Chauffage : le gaz a-t-il encore sa place ? - Batiweb

Encore aujourd’hui, le chauffage gaz continue d’être l’un des vilains petits canards des solutions thermiques, aux côtés de celles recourant au fioul, au charbon et autres énergies fossiles.  Les mesures gouvernementales et législatives cherchent toujours à les contraindre, notamment la loi Climat et Résilience et la RE2020, discriminantes envers la filière, d’après Coénove. L'association reproche aux pouvoirs publics de privilégier les solutions électriques à des ressources certes carbonées, mais capables d’être régulées par de nouveaux équipements. 

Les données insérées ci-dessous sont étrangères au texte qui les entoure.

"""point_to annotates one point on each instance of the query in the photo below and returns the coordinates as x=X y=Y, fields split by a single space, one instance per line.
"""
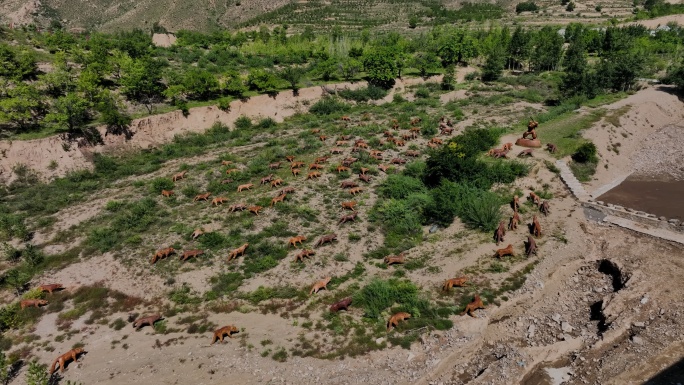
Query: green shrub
x=159 y=184
x=398 y=186
x=586 y=153
x=329 y=105
x=364 y=94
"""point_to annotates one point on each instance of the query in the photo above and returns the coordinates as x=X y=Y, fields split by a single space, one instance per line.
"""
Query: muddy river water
x=662 y=196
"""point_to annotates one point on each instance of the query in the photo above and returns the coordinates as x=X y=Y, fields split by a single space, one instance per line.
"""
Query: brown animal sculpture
x=364 y=177
x=348 y=184
x=544 y=208
x=348 y=205
x=267 y=179
x=287 y=190
x=475 y=304
x=224 y=331
x=32 y=303
x=530 y=246
x=395 y=319
x=191 y=254
x=501 y=154
x=240 y=251
x=326 y=239
x=458 y=282
x=527 y=152
x=341 y=305
x=306 y=253
x=534 y=198
x=322 y=284
x=163 y=253
x=246 y=186
x=195 y=234
x=536 y=227
x=551 y=148
x=276 y=183
x=64 y=358
x=219 y=201
x=513 y=223
x=202 y=197
x=500 y=232
x=237 y=207
x=392 y=259
x=294 y=240
x=149 y=320
x=347 y=218
x=504 y=252
x=179 y=176
x=50 y=288
x=279 y=198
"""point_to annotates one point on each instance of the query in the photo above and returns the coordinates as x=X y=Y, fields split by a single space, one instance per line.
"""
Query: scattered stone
x=566 y=327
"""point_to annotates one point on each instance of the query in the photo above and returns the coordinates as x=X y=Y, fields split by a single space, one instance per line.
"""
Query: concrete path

De nouvelles technologies contribuant à la régulation du gaz


Parmi les premiers appareils régulant la consommation de gaz, on pense évidemment à la chaudière à condensation ou très haute performance énergétique (THPE), arrivée sur le marché français dès les années 80. Sa capacité à récupérer la chaleur contenue dans les produits de combustion, pour stocker un surplus d’énergie à partir de celle-ci, fait d’elle une solution appréciée. Pour preuve, 510 000 chaudières THPE gaz et fioul ont été vendues en 2020, selon des chiffres d’Uniclima.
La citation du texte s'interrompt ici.